Spotlight
in
Workshop: Multimodal Algorithmic Reasoning Workshop
ENTER: Event Based Interpretable Reasoning for VideoQA
Hammad Ayyubi · Junzhang Liu · Zhecan Wang · Hani Alomari · Chia-Wei Tang · Ali Asgarov · Md. Atabuzzaman · Najibul Haque Sarker · Zaber Hakim · Shih-Fu Chang · Chris Thomas
Sun 15 Dec 8:25 a.m. PST — 5:05 p.m. PST
In this paper, we present an interpretable system for event-based video question answering that combines visual input processing with transparent reasoning. Existing top-down reasoning methods emphasize interpretability but often disregard visual data, while bottom-up approaches directly produce responses from visual data, but but lack interpretability into their decision making. Our proposed system, ENTER, bridges this gap by representing videos as event graphs, where nodes represent individual events and edges capture their hierarchical, temporal, or causal relationships.
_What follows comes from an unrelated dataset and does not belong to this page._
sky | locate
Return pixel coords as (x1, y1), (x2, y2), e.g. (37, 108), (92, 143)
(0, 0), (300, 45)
This structured representation allows us to generate interpretable code using large language models that operates directly on the event graphs to answer complex questions, including those with long-range dependencies. Experimental results on NextQA demonstrate that our method outperforms existing top-down approaches, while obtaining competitive performance against bottom-up approaches, while offering superior interpretability and explainability in the reasoning process.